The two izumi tests from #42 continue to fail, but latest error says:
[cli_54]: aborting job:
Fatal error in MPI_Irecv: Invalid datatype, error stack:
MPI_Irecv(153): MPI_Irecv(buf=0x7fe305fc7e20, count=1, INVALID DATATYPE, src=49, tag=241, comm=0xc4000012, request=0x7ffe6b153c40) failed
MPI_Irecv(103): Invalid datatype
[mpiexec@i042.cgd.ucar.edu] HYDT_bscd_pbs_wait_for_completion (tools/bootstrap/external/pbs_wait.c:67): tm_poll(obit_event) failed with TM error 17002
[mpiexec@i042.cgd.ucar.edu] HYDT_bsci_wait_for_completion (tools/bootstrap/src/bsci_wait.c:23): launcher returned error waiting for completion
I tried one of the two as a nag
instead of intel
test and it passed!
I will probaby stop pursuing this error any further once I confirm that my mods haven't broken anything else.

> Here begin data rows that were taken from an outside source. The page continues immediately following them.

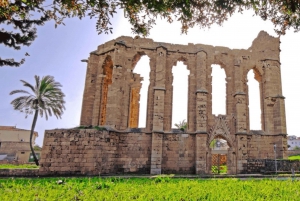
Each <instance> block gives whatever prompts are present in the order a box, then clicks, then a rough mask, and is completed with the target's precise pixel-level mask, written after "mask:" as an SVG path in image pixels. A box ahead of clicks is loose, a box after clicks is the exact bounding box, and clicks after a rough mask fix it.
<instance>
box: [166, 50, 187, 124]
mask: <svg viewBox="0 0 300 201" xmlns="http://www.w3.org/2000/svg"><path fill="white" fill-rule="evenodd" d="M178 62H182V64H183V65H184V67H185V68H186V70H187V71H188V72H190V69H189V66H188V58H187V57H186V56H182V55H176V54H175V56H174V57H173V60H172V63H171V66H170V72H171V76H170V77H171V79H170V80H169V83H167V84H168V85H170V86H169V87H170V89H171V90H167V91H166V93H170V97H171V100H170V101H169V102H168V103H169V106H170V107H169V108H168V107H166V110H171V111H170V114H171V115H170V119H169V121H170V123H171V127H170V129H171V128H173V127H174V124H175V123H178V121H183V120H184V119H185V120H186V122H187V123H188V118H189V117H188V101H189V100H188V89H189V83H188V74H189V73H188V74H187V77H186V79H185V80H184V82H187V86H186V88H185V89H184V93H185V92H186V94H182V96H184V97H185V98H186V105H183V106H182V108H184V111H186V117H183V118H180V120H179V119H178V120H176V122H173V120H174V117H175V114H174V98H175V97H174V92H175V91H174V84H175V83H174V73H173V70H174V67H176V66H178ZM185 68H184V71H186V70H185ZM177 78H178V77H177ZM181 84H182V82H181ZM175 90H176V91H177V88H176V87H175ZM185 98H184V99H185ZM184 102H185V100H184ZM176 111H178V109H176ZM166 112H167V111H166Z"/></svg>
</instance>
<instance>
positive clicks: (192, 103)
mask: <svg viewBox="0 0 300 201" xmlns="http://www.w3.org/2000/svg"><path fill="white" fill-rule="evenodd" d="M196 58H197V57H196V56H195V57H192V56H190V57H189V60H188V66H187V67H188V69H189V70H190V74H189V77H188V116H187V118H188V119H187V123H188V128H187V131H188V132H195V131H196V111H195V108H196V107H197V106H196V98H195V96H197V95H196V94H195V91H197V86H196V82H197V79H196Z"/></svg>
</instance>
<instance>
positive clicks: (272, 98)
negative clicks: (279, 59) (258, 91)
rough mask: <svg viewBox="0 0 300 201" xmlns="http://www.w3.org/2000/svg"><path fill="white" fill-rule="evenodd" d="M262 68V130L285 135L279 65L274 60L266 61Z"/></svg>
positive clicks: (280, 74)
mask: <svg viewBox="0 0 300 201" xmlns="http://www.w3.org/2000/svg"><path fill="white" fill-rule="evenodd" d="M264 67H265V68H264V69H265V73H264V79H265V84H264V116H265V121H264V128H265V131H266V132H267V133H268V134H273V135H274V134H286V118H285V104H284V97H283V96H282V86H281V73H280V63H279V62H278V61H274V60H266V61H265V62H264Z"/></svg>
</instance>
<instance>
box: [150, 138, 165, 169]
mask: <svg viewBox="0 0 300 201" xmlns="http://www.w3.org/2000/svg"><path fill="white" fill-rule="evenodd" d="M162 141H163V134H161V133H152V149H151V169H150V174H161V162H162Z"/></svg>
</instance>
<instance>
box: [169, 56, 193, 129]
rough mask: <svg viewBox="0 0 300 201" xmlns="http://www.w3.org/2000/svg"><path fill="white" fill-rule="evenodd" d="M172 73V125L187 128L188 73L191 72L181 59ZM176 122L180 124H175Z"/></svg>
mask: <svg viewBox="0 0 300 201" xmlns="http://www.w3.org/2000/svg"><path fill="white" fill-rule="evenodd" d="M172 74H173V98H172V127H173V128H174V127H177V128H178V129H181V130H185V129H186V127H187V125H186V122H187V108H188V75H189V74H190V71H189V70H188V69H187V66H186V65H184V64H183V62H182V61H179V62H177V65H176V66H173V68H172ZM175 124H177V125H179V126H175ZM181 124H182V125H181ZM179 127H180V128H179Z"/></svg>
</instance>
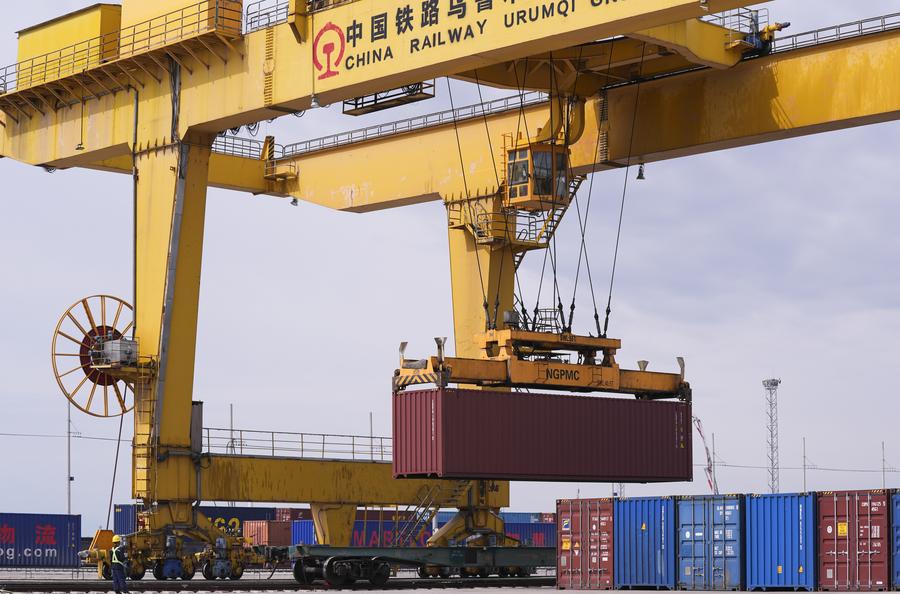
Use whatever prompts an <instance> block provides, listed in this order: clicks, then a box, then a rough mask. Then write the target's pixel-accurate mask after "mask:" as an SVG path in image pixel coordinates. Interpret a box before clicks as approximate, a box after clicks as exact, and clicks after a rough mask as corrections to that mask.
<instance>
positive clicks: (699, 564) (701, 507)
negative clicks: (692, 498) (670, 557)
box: [677, 499, 709, 590]
mask: <svg viewBox="0 0 900 594" xmlns="http://www.w3.org/2000/svg"><path fill="white" fill-rule="evenodd" d="M705 503H706V502H705V501H704V500H698V499H685V500H681V501H679V502H678V504H677V505H678V526H679V531H678V532H679V534H678V569H679V571H678V573H679V576H680V577H679V579H678V581H679V585H680V586H681V588H682V589H685V590H705V589H707V587H708V581H707V580H708V575H709V572H708V569H709V567H708V565H709V564H708V559H707V552H708V547H707V542H708V538H709V533H708V531H707V514H706V511H705V509H704V508H705V505H704V504H705Z"/></svg>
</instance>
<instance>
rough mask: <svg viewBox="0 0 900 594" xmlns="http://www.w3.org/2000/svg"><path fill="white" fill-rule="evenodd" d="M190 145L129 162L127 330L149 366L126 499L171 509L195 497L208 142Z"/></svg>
mask: <svg viewBox="0 0 900 594" xmlns="http://www.w3.org/2000/svg"><path fill="white" fill-rule="evenodd" d="M193 140H194V142H192V143H188V142H184V141H176V142H171V143H169V144H167V145H165V146H162V147H160V148H154V149H149V150H145V151H144V152H142V153H140V154H138V155H137V156H136V157H135V169H136V192H135V207H136V212H135V221H136V253H135V257H136V265H135V274H136V279H135V284H136V299H135V301H136V303H135V318H136V330H135V332H136V338H137V340H138V341H139V346H140V355H141V358H142V360H144V361H146V360H151V361H153V362H154V364H155V369H154V373H153V374H152V376H151V377H150V378H148V380H147V381H146V382H144V383H143V384H142V386H141V389H139V390H138V394H137V404H136V407H135V412H136V414H135V444H134V445H135V447H134V450H133V455H134V470H135V475H134V483H133V484H134V496H135V497H136V498H140V499H144V500H145V501H148V502H160V501H163V502H177V503H180V504H181V505H179V506H178V507H182V506H186V505H189V504H190V503H191V502H192V501H194V500H195V499H196V498H197V497H198V493H197V484H198V480H197V478H196V471H195V468H194V464H193V461H192V459H191V450H190V446H191V401H192V392H193V379H194V356H195V345H196V334H197V308H198V300H199V293H200V265H201V258H202V253H203V228H204V217H205V212H206V187H207V182H208V173H209V159H210V152H211V151H210V146H211V140H212V139H211V138H197V139H193ZM185 504H186V505H185ZM172 515H173V516H174V517H177V518H179V519H182V521H184V520H186V519H188V518H187V517H184V516H185V512H184V511H181V510H173V511H172Z"/></svg>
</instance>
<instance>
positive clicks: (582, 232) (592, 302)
mask: <svg viewBox="0 0 900 594" xmlns="http://www.w3.org/2000/svg"><path fill="white" fill-rule="evenodd" d="M615 44H616V40H615V38H613V40H612V42H611V43H610V46H609V63H608V64H607V66H606V73H607V75H609V73H610V72H611V71H612V59H613V50H614V49H615ZM583 48H584V46H582V49H583ZM580 56H581V54H580V53H579V60H580ZM575 87H576V89H577V87H578V75H577V74H576V78H575ZM604 101H605V99H604ZM599 124H600V122H598V125H599ZM601 138H602V137H601V135H600V130H599V128H598V130H597V144H596V146H595V147H594V159H593V161H592V162H591V173H590V182H588V199H587V204H586V205H585V208H584V218H582V216H581V203H580V202H579V200H578V195H577V194H576V195H575V198H574V202H575V213H576V214H577V215H578V228H579V230H580V231H581V245H580V247H579V249H578V265H577V266H576V268H575V283H574V286H573V288H572V304H571V305H570V306H569V324H568V328H567V330H568V331H569V332H570V333H571V332H572V324H573V319H574V318H575V296H576V295H577V293H578V280H579V277H580V275H581V259H582V256H584V263H585V269H586V272H587V275H588V285H589V287H590V289H591V302H592V303H593V306H594V324H595V325H596V326H597V336H600V335H601V334H602V332H601V327H600V312H599V311H598V309H597V296H596V293H595V292H594V275H593V273H592V272H591V261H590V258H589V256H588V250H587V243H586V235H587V221H588V215H589V214H590V211H591V204H592V201H593V198H594V176H595V174H596V173H597V160H598V159H599V156H600V141H601ZM570 173H572V170H571V168H570Z"/></svg>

@ekluzek I have confirmed on izumi that my mods haven't changed answers. I'm running the cheyenne test-suite right now.
Meanwhile the tests that were failing now stop at one of the new assert statements. I would like to discuss with you how to pursue this further or whether to table it for now. May I send and invite for a quick chat?
@ekluzek recommended a code change that got one of the failing tests to PASS on cheyenne.
@slevisconsulting will rerun test-suites. @ekluzek is concerned that this will change answers.
Good news: Cheyenne test-suite: PASS (no diffs from baseline). There's only one failing test left on cheyenne, and it's listed in the expected failures and in #17.
Izumi test-suite PASS, except pgi has stopped working in the last couple of weeks; I assume this means that the pgi compiler has been removed.
@ekluzek if you are also comfortable with this, I can go ahead and merge/tag.
@slevisconsulting yes PGI has been removed. So go ahead and merge this. You might as well remove the PGI test that no longer works. PGI is gone at this point. Going forward we should use the nvhpc compiler which is the successor to PGI (PGI was bought out by NVIDIA).
Relates to issue #42 which identifies 2 cheyenne tests and their 2 izumi equivalents as failing. The issue discusses:
ERP_D_Ld60.f19_g17.I1850Slim50RsGs.cheyenne_intel.clm-realistic_fromCLM5_1850Monthly
ERS_D_Ld60.f19_g16.H_MML_2000_CAM5.cheyenne_gnu.clm-global_uniform_g16_SOM
I will run full test-suites to confirm that answers remain unchanged for all the tests. Then this PR will be ready for merging.